Der Gefangene wurde endlich kraft eines richterlichen Spruches auf Beweis und Gegenbeweis wieder in Freiheit gesetzt.

Sobald er frei war, eilte er wieder zu seiner Gattin, die ihn mit Freude aufnahm, wie sie eine tugendhafte Frau bei dem Wiedersehen ihres Mannes empfinden muß, der sich aus einer Gefahr, die seiner Ehre oder sogar seinem Leben drohte, glücklich gerettet hat. Sie überhäufte ihn mit Liebkosungen, reichte ihm weiße Wäsche, half ihm, sich zu reinigen, und gestattete ihm alle Rechte eines Ehemannes.

Sehr früh am anderen Morgen erschienen aber Peter Guerre und dessen Schwiegersöhne, alle bewaffnet, und brachten den Ehemann unter dem Vorwand, daß sie von Bertrande von Rols dazu bevollmächtigt seien, ins Gefängnis zu Rieux.

Später gestand Peter Guerre, daß damals noch keine Vollmacht dazu vorlag, sondern daß erst am Abend desselben Tages ein solches Schriftstück von Bertrande unterschrieben worden sei. Inzwischen hatte Bertrande ihrem Ehemann Kleidungsstücke und Wäsche und Geld ins Gefängnis geschickt.

Der Angeklagte gründete seine Verteidigung zuerst nur darauf, daß er bei seiner Ankunft von allen Einwohnern des Ortes, von allen, die vorher in vertrautestem Umgang mit ihm gelebt hatten, von seinen Verwandten und endlich selbst von seiner Frau anerkannt worden sei.

Diese allgemeine Anerkennung konnte er um so mehr als einen Verteidigungsgrund für sich anführen, weil sie ohne alle vorhergegangene Untersuchung geschehen war.

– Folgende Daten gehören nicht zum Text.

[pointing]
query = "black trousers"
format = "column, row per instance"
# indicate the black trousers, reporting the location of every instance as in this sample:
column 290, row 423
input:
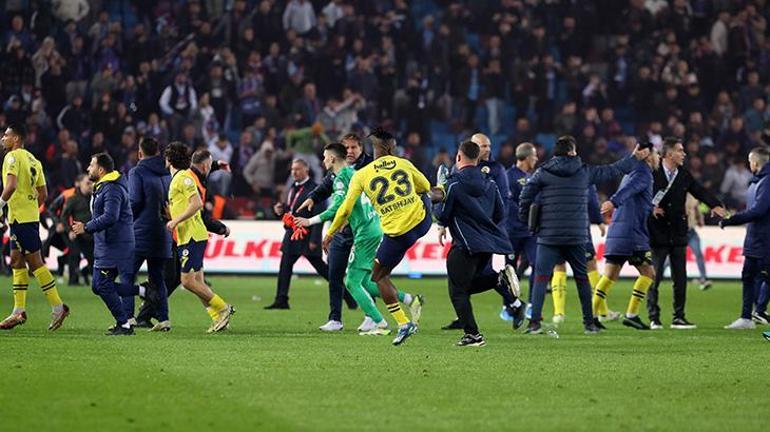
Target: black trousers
column 466, row 276
column 172, row 278
column 77, row 247
column 677, row 256
column 287, row 269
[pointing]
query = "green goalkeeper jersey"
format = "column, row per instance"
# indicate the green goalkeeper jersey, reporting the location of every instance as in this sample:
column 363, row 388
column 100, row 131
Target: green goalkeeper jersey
column 363, row 219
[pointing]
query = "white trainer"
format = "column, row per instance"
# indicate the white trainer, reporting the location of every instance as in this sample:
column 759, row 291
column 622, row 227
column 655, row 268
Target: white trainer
column 331, row 326
column 367, row 325
column 741, row 324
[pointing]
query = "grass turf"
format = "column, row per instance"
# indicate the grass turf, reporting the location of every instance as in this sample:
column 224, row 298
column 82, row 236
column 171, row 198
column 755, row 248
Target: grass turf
column 275, row 371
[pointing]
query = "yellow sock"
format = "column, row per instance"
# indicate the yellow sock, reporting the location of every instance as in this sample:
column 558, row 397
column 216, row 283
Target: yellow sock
column 641, row 286
column 398, row 314
column 603, row 288
column 593, row 278
column 217, row 304
column 559, row 292
column 48, row 285
column 20, row 285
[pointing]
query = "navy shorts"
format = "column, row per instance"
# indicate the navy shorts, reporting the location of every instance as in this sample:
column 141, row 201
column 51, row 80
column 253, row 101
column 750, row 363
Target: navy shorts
column 25, row 237
column 191, row 256
column 636, row 259
column 392, row 249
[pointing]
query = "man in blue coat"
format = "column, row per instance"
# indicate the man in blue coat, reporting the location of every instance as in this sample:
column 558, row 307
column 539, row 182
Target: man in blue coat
column 756, row 245
column 561, row 184
column 628, row 239
column 148, row 185
column 111, row 225
column 473, row 209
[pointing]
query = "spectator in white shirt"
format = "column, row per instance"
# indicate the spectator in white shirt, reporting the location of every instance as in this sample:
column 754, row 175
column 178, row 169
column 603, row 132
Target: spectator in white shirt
column 299, row 16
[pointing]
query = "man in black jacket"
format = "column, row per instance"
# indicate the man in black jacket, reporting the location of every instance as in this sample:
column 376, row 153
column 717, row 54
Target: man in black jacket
column 202, row 164
column 294, row 247
column 473, row 209
column 339, row 251
column 561, row 184
column 668, row 228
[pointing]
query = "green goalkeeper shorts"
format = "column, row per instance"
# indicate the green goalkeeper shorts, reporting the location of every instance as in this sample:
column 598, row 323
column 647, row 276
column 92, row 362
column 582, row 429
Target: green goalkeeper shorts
column 363, row 252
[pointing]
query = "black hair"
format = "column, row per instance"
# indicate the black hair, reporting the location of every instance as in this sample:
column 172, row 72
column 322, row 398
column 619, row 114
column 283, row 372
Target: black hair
column 19, row 130
column 669, row 143
column 105, row 161
column 383, row 140
column 178, row 155
column 470, row 149
column 338, row 150
column 200, row 156
column 564, row 145
column 149, row 146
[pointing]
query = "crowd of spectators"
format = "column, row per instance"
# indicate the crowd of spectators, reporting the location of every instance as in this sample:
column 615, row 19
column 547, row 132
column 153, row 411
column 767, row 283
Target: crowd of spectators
column 258, row 82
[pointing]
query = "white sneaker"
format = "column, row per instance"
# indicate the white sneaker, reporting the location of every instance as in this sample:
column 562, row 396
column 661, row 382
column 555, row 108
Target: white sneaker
column 611, row 316
column 380, row 329
column 367, row 325
column 741, row 324
column 415, row 308
column 331, row 326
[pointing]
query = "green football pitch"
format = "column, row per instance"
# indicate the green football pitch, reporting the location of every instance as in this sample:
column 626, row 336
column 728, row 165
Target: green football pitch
column 274, row 370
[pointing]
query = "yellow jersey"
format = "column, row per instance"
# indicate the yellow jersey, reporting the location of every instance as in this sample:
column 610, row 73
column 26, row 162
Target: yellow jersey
column 182, row 188
column 393, row 185
column 23, row 206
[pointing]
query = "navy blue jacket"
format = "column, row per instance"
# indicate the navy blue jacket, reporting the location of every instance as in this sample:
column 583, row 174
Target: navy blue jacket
column 473, row 209
column 148, row 184
column 757, row 216
column 112, row 223
column 562, row 183
column 633, row 204
column 516, row 181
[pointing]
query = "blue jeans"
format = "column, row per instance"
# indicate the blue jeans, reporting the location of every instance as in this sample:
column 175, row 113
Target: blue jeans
column 547, row 257
column 103, row 284
column 693, row 240
column 339, row 252
column 754, row 270
column 527, row 246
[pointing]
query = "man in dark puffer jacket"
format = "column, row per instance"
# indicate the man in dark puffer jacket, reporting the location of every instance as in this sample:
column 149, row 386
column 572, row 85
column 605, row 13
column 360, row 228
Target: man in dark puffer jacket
column 562, row 183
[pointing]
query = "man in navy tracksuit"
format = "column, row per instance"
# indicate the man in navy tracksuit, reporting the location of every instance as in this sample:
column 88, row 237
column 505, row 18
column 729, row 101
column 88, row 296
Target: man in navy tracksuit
column 473, row 209
column 523, row 241
column 756, row 245
column 148, row 184
column 561, row 184
column 339, row 250
column 628, row 238
column 111, row 225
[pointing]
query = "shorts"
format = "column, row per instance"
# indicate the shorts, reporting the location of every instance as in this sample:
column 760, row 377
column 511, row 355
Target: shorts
column 636, row 259
column 590, row 251
column 25, row 237
column 363, row 252
column 392, row 249
column 191, row 256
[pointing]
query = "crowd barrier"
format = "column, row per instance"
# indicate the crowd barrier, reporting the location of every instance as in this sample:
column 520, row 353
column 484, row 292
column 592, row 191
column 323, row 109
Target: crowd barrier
column 254, row 247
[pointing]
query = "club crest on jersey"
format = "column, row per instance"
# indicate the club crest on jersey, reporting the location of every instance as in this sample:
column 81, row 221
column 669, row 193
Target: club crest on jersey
column 385, row 165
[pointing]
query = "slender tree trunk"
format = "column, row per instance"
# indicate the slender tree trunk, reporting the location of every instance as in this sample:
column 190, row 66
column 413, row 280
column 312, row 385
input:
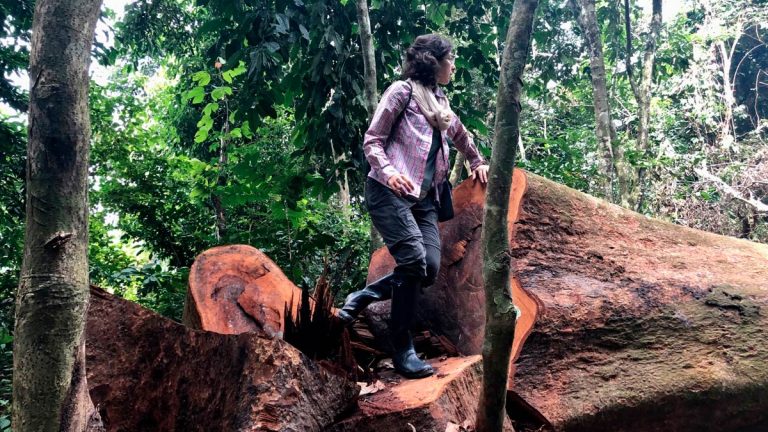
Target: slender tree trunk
column 634, row 195
column 500, row 311
column 49, row 384
column 584, row 10
column 371, row 91
column 221, row 181
column 726, row 125
column 458, row 167
column 369, row 57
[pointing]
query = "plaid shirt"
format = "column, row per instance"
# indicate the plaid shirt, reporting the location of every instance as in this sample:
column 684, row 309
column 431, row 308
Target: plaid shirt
column 404, row 150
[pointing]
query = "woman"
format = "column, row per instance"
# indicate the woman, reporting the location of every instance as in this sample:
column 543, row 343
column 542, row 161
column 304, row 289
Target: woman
column 406, row 147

Sobald er sich nur unter dem Namen Martin Guerre gezeigt hatte, waren Frau, Verwandte und Freunde seiner Umarmung entgegengeeilt. Man hatte ihn auf den ersten Blick erkannt, obgleich sich das Milchhaar, das er bei seiner Flucht noch am Kinn trug, inzwischen in einen männlichen Bart verwandelt hatte.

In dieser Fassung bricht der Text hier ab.